If the woman has a sexually transmitted infection (STI) such as chlamydia, the bacteria causing the infection can spread through the unborn child or placenta, to the lining of the uterus. It may go into the muscles of the uterus or beyond that to other nearby organs. If the infection reaches the bloodstream, it is called sepsis.
What are the causes and risks of the condition?
A septic abortion may be caused by any of the following factors:
the membranes surrounding the unborn child have ruptured, sometimes without being detected
the woman has a sexually transmitted infection, such as chlamydia
an intrauterine device (IUD) was left in place during the pregnancy
tissue from the unborn child or placenta is left inside the uterus after a miscarriage or abortion
attempts were made to end the pregnancy, often illegally, by inserting tools, chemicals, or soaps into the uterus
- RU-486 was used for a medical abortion
What can be done to prevent the condition?

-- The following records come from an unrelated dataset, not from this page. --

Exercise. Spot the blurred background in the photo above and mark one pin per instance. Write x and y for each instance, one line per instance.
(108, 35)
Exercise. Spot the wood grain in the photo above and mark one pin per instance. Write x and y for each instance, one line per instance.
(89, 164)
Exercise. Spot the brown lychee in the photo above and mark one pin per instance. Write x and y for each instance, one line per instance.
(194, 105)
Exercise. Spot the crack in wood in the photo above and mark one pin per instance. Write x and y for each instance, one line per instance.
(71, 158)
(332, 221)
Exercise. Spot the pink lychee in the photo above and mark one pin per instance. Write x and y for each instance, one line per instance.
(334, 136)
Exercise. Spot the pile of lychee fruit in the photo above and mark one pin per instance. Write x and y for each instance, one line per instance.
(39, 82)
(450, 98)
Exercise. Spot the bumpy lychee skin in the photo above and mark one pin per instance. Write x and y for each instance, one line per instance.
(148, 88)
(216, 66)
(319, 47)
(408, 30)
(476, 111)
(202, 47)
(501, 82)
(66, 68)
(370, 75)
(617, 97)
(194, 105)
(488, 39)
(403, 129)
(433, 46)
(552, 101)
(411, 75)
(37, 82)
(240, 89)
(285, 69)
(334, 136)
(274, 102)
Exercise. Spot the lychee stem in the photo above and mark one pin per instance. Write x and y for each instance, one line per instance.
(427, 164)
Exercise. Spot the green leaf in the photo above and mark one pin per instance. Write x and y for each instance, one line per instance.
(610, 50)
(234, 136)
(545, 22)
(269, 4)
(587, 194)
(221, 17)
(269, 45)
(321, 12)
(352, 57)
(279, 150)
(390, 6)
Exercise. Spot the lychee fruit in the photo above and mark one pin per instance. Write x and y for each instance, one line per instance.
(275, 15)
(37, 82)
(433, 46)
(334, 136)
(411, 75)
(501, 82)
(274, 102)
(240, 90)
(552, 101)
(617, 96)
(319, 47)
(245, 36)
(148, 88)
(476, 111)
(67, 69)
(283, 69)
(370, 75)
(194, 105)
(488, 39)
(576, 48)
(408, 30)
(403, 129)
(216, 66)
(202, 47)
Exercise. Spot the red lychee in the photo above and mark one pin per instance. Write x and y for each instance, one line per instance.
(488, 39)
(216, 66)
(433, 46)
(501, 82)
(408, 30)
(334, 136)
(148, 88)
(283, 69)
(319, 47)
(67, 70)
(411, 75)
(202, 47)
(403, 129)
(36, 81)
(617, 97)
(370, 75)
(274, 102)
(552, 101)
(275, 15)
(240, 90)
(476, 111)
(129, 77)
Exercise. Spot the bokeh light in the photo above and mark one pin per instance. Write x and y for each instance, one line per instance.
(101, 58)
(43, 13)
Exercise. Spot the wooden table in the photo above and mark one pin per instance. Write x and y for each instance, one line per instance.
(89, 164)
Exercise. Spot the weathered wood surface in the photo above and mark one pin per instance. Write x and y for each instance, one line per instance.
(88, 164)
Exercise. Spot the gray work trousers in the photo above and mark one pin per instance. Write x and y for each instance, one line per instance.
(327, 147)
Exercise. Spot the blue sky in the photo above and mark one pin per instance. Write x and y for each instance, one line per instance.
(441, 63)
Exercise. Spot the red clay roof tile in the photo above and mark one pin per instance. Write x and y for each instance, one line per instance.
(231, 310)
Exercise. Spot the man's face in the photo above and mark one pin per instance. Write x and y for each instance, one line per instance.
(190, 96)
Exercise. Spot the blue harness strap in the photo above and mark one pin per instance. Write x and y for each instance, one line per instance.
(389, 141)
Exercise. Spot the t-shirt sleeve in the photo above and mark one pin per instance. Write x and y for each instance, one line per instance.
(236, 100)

Better birth control and legal abortion have dramatically reduced the number of septic abortions. To cut the risk further, a woman should be tested for common sexually transmitted infections in the first trimester of her pregnancy. If a woman thinks she might be miscarrying or has miscarried, she should call her healthcare professional immediately. It may be too late to save the pregnancy, but good follow-up care can prevent an infection.
How is the condition diagnosed?
A septic abortion is diagnosed when a woman has a temperature of at least 101 F, plus other signs and symptoms of the condition. Other reasons for the fever, such as a cold or urinary tract infection, must be ruled out. As a result, a physical exam and pelvic exam will be done.

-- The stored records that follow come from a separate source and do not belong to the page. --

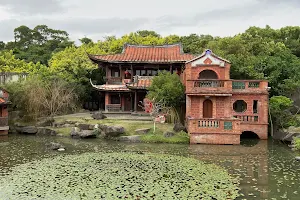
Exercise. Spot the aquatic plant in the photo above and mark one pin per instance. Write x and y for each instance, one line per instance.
(118, 176)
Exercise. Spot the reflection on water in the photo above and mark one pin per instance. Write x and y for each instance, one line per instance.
(266, 169)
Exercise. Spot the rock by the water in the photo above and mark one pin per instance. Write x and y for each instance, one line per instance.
(110, 131)
(169, 134)
(45, 122)
(58, 124)
(98, 115)
(133, 138)
(142, 131)
(85, 127)
(87, 134)
(287, 135)
(27, 129)
(55, 146)
(67, 125)
(179, 127)
(76, 132)
(46, 131)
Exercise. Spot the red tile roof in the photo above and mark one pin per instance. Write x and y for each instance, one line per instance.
(142, 53)
(140, 84)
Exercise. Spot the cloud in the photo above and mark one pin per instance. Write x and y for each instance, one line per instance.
(76, 26)
(97, 18)
(32, 7)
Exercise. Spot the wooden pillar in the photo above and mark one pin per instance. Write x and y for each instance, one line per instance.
(132, 73)
(121, 74)
(135, 101)
(131, 99)
(107, 101)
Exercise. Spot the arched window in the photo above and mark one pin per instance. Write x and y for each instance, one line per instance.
(239, 106)
(208, 74)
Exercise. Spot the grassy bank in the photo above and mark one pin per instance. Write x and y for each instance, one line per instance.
(130, 126)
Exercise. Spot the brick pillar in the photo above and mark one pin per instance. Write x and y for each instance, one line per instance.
(135, 101)
(107, 100)
(122, 101)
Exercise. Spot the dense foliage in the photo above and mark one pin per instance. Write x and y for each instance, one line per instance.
(167, 88)
(118, 176)
(36, 97)
(297, 143)
(37, 44)
(280, 110)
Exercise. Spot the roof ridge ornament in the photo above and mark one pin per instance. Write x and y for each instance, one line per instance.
(208, 52)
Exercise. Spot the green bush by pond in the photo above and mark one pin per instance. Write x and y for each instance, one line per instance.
(118, 176)
(297, 143)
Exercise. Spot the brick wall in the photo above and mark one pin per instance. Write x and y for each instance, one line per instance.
(192, 73)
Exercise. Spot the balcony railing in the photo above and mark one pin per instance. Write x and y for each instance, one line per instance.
(113, 107)
(209, 84)
(3, 121)
(213, 125)
(114, 80)
(225, 86)
(247, 118)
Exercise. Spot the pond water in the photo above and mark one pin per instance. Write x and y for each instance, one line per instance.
(266, 169)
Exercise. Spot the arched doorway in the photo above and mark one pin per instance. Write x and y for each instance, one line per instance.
(207, 108)
(249, 135)
(208, 74)
(249, 139)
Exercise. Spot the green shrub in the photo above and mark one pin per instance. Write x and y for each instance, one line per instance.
(297, 143)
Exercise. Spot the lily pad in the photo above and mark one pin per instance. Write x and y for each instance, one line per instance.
(118, 176)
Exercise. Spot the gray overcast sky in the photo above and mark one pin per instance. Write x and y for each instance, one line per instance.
(98, 18)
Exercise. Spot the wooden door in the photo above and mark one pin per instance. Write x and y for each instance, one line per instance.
(207, 109)
(127, 103)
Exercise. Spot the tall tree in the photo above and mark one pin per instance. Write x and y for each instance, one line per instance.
(38, 44)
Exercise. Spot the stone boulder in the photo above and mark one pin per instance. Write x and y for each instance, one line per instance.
(142, 131)
(46, 131)
(45, 122)
(98, 115)
(27, 129)
(55, 146)
(133, 138)
(85, 127)
(77, 133)
(169, 134)
(110, 131)
(179, 127)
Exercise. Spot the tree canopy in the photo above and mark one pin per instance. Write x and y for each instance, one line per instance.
(257, 53)
(167, 88)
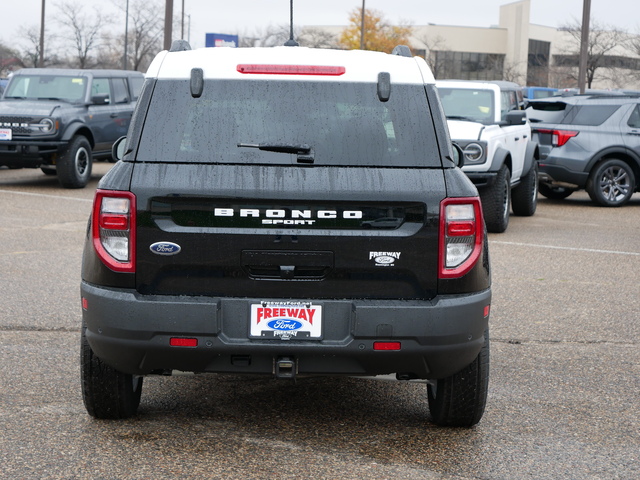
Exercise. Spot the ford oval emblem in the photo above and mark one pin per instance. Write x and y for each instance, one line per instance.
(384, 259)
(285, 325)
(165, 248)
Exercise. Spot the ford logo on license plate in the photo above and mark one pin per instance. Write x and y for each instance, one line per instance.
(165, 248)
(285, 325)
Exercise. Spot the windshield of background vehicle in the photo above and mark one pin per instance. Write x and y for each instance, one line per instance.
(468, 104)
(47, 87)
(341, 124)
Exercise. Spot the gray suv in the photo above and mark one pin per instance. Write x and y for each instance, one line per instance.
(588, 142)
(59, 120)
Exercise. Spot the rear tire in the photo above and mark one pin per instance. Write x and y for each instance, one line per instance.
(460, 400)
(611, 183)
(106, 392)
(74, 167)
(524, 198)
(495, 202)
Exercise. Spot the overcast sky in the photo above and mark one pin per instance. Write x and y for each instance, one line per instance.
(247, 16)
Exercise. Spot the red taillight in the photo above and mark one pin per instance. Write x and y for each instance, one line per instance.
(558, 137)
(291, 69)
(386, 345)
(461, 236)
(113, 229)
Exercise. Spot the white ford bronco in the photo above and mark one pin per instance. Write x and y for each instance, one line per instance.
(485, 119)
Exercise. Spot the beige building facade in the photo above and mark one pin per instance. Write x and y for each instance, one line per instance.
(518, 51)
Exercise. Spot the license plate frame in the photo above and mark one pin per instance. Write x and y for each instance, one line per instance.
(6, 134)
(286, 320)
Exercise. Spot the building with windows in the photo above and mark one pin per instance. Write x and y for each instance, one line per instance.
(528, 54)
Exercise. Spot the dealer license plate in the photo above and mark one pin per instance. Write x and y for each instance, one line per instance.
(286, 320)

The healthcare professional may order diagnostic tests, including the following:
a CBC, or complete blood count, to look for signs of infection
a pregnancy ultrasound, which may show an unborn child that has died, or an empty sac in the uterus
- cultures of blood or uterine contents, to check for the presence of bacteria that cause an infection
Long Term Effects
What are the long-term effects of the condition?
Shock may lead to kidney failure, general bleeding, and clotting problems that can be hard to control. A septic abortion can cause death if it is not treated promptly and effectively.

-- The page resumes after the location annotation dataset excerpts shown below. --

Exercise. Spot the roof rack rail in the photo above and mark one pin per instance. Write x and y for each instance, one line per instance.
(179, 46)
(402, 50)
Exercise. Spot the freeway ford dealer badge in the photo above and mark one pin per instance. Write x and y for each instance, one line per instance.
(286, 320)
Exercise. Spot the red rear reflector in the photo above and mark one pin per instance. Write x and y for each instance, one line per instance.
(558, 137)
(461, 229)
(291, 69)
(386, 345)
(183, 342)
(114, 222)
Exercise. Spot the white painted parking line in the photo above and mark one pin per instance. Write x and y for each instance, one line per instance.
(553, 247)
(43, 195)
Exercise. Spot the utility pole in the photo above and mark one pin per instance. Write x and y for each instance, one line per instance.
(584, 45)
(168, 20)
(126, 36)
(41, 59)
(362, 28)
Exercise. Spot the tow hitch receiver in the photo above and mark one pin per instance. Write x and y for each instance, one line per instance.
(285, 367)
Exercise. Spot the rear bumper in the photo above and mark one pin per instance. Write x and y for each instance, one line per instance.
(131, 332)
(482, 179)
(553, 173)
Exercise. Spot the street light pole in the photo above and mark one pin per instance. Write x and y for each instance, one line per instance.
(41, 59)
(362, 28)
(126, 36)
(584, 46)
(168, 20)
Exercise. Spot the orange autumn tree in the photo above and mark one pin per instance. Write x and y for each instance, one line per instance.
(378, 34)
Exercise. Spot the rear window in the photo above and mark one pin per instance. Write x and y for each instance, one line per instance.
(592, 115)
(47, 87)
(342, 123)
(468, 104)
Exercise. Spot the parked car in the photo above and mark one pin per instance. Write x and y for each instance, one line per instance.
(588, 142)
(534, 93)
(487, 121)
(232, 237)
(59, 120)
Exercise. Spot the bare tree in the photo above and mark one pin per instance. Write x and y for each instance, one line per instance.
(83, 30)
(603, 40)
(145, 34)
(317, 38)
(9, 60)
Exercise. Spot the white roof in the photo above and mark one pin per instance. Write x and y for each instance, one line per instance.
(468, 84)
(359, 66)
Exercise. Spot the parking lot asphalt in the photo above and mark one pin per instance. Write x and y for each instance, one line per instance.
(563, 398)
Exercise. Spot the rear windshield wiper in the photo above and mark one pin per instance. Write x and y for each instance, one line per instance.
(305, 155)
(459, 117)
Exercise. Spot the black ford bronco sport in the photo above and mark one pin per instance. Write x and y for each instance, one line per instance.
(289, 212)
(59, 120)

If the infection spreads to the abdomen, intestinal organs may also become infected. That can cause scar tissue leading to chronic pain, intestinal blockage, and infertility.
What are the risks to others?
A septic abortion is not contagious and poses no risk to others. However, the abortion itself causes the death of the unborn child.
What are the treatments for the condition?
Immediate and aggressive treatment in a hospital is necessary to avoid serious complications of septic abortion. The woman should have intravenous (IV) fluids to maintain blood pressure and urine output. IV antibiotics will be given to cover a range of bacteria until the fever is gone.
A dilatation and curettage (D&C) may be needed to clean out the uterus if tissue has remained inside it. A woman with Rh negative blood will be given an injection of Rh immune globulin, unless the father is also known to have Rh negative blood. In cases so severe that abscesses have formed in the ovaries and tubes, it may be necessary to remove the uterus and the infected organs.
What are the side effects of the treatments?
Antibiotics may cause rash, upset stomach, or allergic reaction. Surgery can be complicated by bleeding, further infection, or a reaction to anesthetic.
What happens after treatment for the condition?
Following a septic abortion, a woman may be tired for several weeks. Taking vitamins with iron once a day will restore the woman's iron stores, and may result in the more rapid return of a normal energy level. She should not have intercourse or use tampons until recommended by the healthcare professional.
If another pregnancy is desired, a couple should wait three to six months after treatment is successfully completed to try to conceive. If they are not successful within a year, a test may done to see if the fallopian tubes were damaged by the infection. A woman should be alert to signs of depression. If she does become depressed, counseling or antidepressant medications can help.
How is the condition monitored?
Any new or worsening symptoms should be reported to the healthcare professional.